We’re afraid to let them shatter us into dust, because we might not be able to put things back together- after all….you can’t glue dust. 

 But when God sees dust….. He sees a prospect for life and blessing.  

 Jesus Himself pronounced a blessing upon those who recognize their poverty of spirit and mourn the effects of sin on their life and in the world in Matthew 5:3-4. It’s clear that our brokenness doesn’t separate us from God. Instead, it causes Him to rush in and create a solution on our behalf. 

 He is just THAT good, and He is just THAT powerful.

 Can we step away from inch-deep healing and faith-fall like pulverized dust into the arms of Jesus- the One who willingly endured the weight of the entire world’s sins on his body? 

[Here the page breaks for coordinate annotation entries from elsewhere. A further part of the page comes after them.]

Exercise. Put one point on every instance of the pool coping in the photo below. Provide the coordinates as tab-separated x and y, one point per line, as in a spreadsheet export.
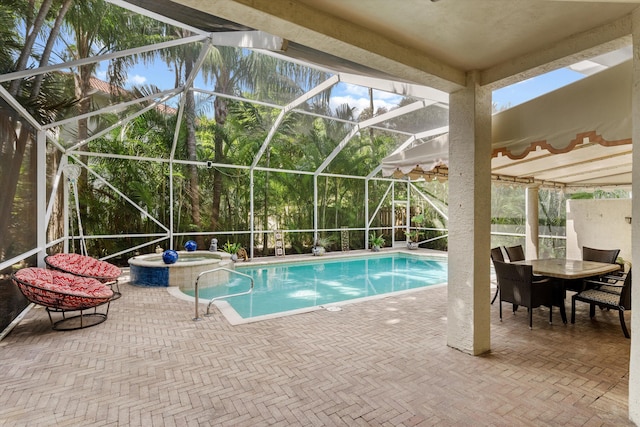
234	319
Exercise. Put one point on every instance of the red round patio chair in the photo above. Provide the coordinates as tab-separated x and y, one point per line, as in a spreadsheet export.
86	266
61	292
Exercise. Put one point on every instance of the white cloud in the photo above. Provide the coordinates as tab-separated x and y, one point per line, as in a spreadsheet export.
360	103
136	80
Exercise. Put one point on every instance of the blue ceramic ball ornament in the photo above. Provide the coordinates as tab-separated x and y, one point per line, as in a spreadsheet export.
170	256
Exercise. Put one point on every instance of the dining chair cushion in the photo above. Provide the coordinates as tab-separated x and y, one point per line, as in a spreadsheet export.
59	290
515	253
82	265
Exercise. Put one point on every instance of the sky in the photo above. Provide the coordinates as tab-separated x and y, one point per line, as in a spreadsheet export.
526	90
358	97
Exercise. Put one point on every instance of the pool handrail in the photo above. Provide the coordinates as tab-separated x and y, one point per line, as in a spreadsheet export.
220	297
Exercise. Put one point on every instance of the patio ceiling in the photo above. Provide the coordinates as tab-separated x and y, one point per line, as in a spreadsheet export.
435	43
580	137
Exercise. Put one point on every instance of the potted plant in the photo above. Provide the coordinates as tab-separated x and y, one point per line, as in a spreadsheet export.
376	242
232	248
413	236
320	245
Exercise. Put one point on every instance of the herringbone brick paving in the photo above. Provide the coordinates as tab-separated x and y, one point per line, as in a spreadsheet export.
375	363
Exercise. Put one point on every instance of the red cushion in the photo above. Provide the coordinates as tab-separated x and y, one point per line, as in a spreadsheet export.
84	266
60	290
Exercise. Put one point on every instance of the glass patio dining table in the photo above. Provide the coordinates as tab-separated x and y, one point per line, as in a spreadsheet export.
567	269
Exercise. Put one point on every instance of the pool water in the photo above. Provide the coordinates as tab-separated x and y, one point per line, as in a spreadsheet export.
292	286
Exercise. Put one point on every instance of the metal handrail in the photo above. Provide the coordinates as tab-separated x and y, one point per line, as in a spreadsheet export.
223	296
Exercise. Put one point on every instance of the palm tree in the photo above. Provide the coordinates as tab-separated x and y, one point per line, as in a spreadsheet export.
240	70
42	105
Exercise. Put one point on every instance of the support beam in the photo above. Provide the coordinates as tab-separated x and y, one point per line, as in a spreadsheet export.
576	48
531	232
634	362
306	25
468	308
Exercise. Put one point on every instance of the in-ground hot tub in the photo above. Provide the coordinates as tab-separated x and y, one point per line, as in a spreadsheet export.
150	270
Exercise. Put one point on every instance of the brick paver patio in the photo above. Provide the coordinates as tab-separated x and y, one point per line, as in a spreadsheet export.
375	363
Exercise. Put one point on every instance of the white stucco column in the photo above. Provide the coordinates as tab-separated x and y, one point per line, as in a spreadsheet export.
531	233
468	308
634	363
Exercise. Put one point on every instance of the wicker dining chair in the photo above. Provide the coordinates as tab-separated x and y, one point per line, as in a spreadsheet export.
518	287
608	256
605	299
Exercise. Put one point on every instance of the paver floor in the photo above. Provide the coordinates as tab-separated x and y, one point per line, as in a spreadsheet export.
377	363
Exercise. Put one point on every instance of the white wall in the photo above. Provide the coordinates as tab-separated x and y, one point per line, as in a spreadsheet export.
599	224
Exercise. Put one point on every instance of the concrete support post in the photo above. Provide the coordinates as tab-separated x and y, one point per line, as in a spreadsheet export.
468	308
634	363
531	234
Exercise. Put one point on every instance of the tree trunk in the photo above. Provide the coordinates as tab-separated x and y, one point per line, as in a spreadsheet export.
220	108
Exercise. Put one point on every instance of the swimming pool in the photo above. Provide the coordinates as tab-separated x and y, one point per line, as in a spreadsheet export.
287	288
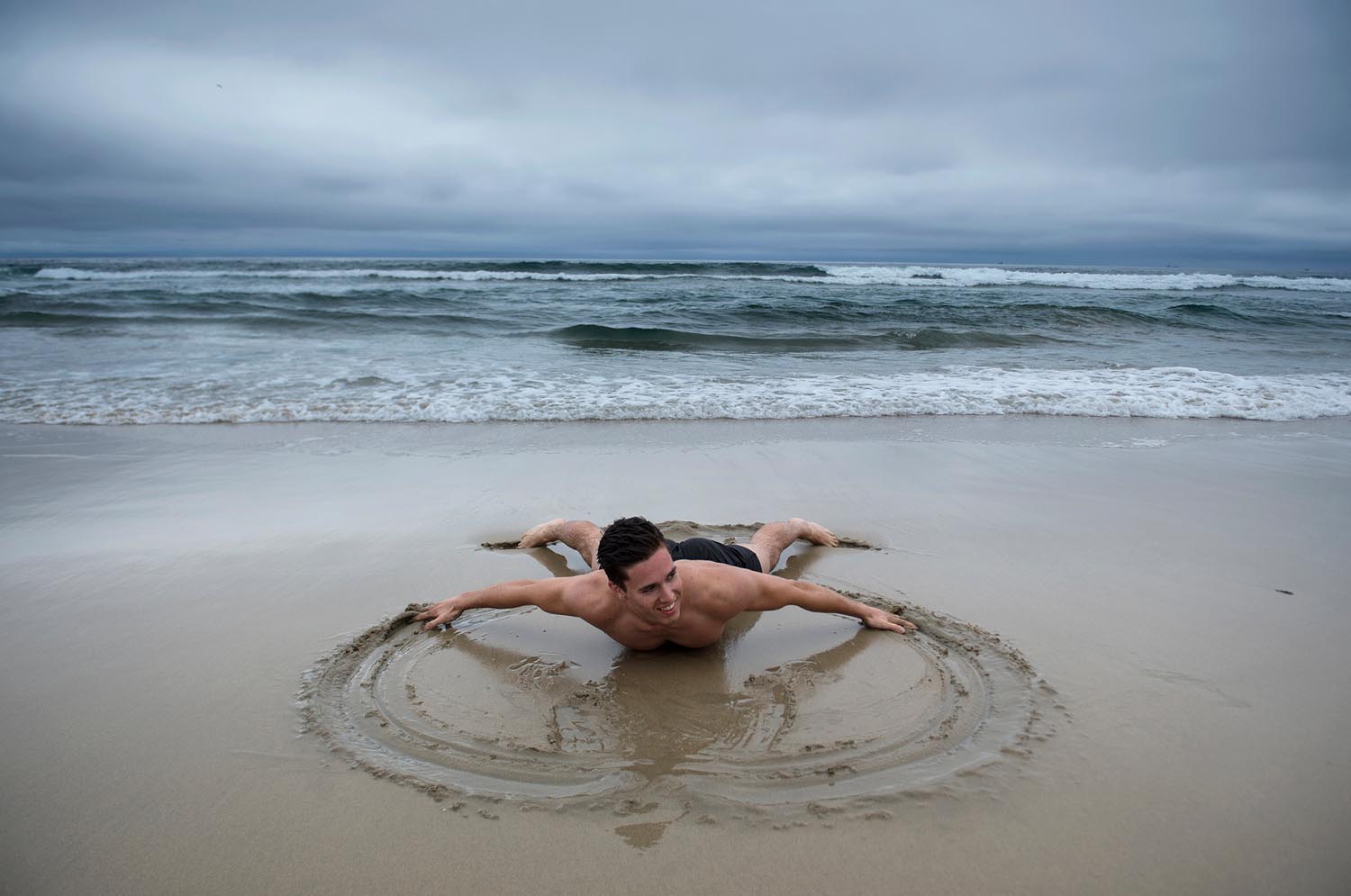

 When God sees dust, He sees something He can create with and love.

  • In Genesis, the Bible says God picked up dust and breathed life into it, making us into His own image.

  • In Isaiah and Jeremiah we see how God the Potter, mixes dust with living water to form clay; and when clay is in God’s hands, anything can be made.

  • Throughout the whole New Testament we read about Jesus walking on dusty roads healing, restoring and recovering the lost- even spitting in the dust to form a miraculous paste to set the blind man free.

There is hope and life in the dust of our days…. May we be courageous enough to “take everything back, repent in our dust and ashes, and trust God to make something brand new out of it.